Figure 5: Number of diversified candidate plans ($K$) vs. accuracy, showing diminishing returns after $K=2$.

Practical and Theoretical Implications

OmniTQA illustrates that hybrid symbolic-semantic query execution is feasible and efficient in semi-structured settings, provided that semantic operations are first-class operators within an optimized query plan. This architecture enables scalable, compositional, and cost-controlled answers to NL queries, even when schema drift or latent attribute encoding preclude full symbolic interpretation.

The separation of execution engines with operator-level batching generalizes to other hybrid NLP+DB workloads and supports efficient scaling across data and model constraints.

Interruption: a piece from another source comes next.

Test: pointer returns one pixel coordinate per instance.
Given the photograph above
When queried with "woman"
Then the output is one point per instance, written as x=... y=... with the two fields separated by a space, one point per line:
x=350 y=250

Theoretically, this approach strengthens the case for DAG-based multi-engine query planning, operator-level optimization across heterogeneous cost models, and LLMs as programmable reasoning modules in broader data systems.

Future Directions

Several research directions emerge:

• Integration of efficient low-recall symbolic pre-filters or entity linking to further reduce LLM workloads.
• Automated, model-aware control of $K$ in plan diversification based on query complexity.
• Cascaded model architectures: routing lightweight semantic tasks to efficient models, reserving large LLMs for harder cases.
• Extensions for time-series, graph-structured, or entirely unstructured document settings.

Conclusion

OmniTQA establishes a scalable, robust, and cost-aware hybrid query execution framework for semi-structured Table QA, unifying symbolic and semantic reasoning within an optimized, interpretable plan. Its architectural principles—atomic reasoning steps, explicit semantic operators, data-aware planning, and dual-engine execution—are widely applicable for next-generation natural language interfaces to complex, heterogeneous databases.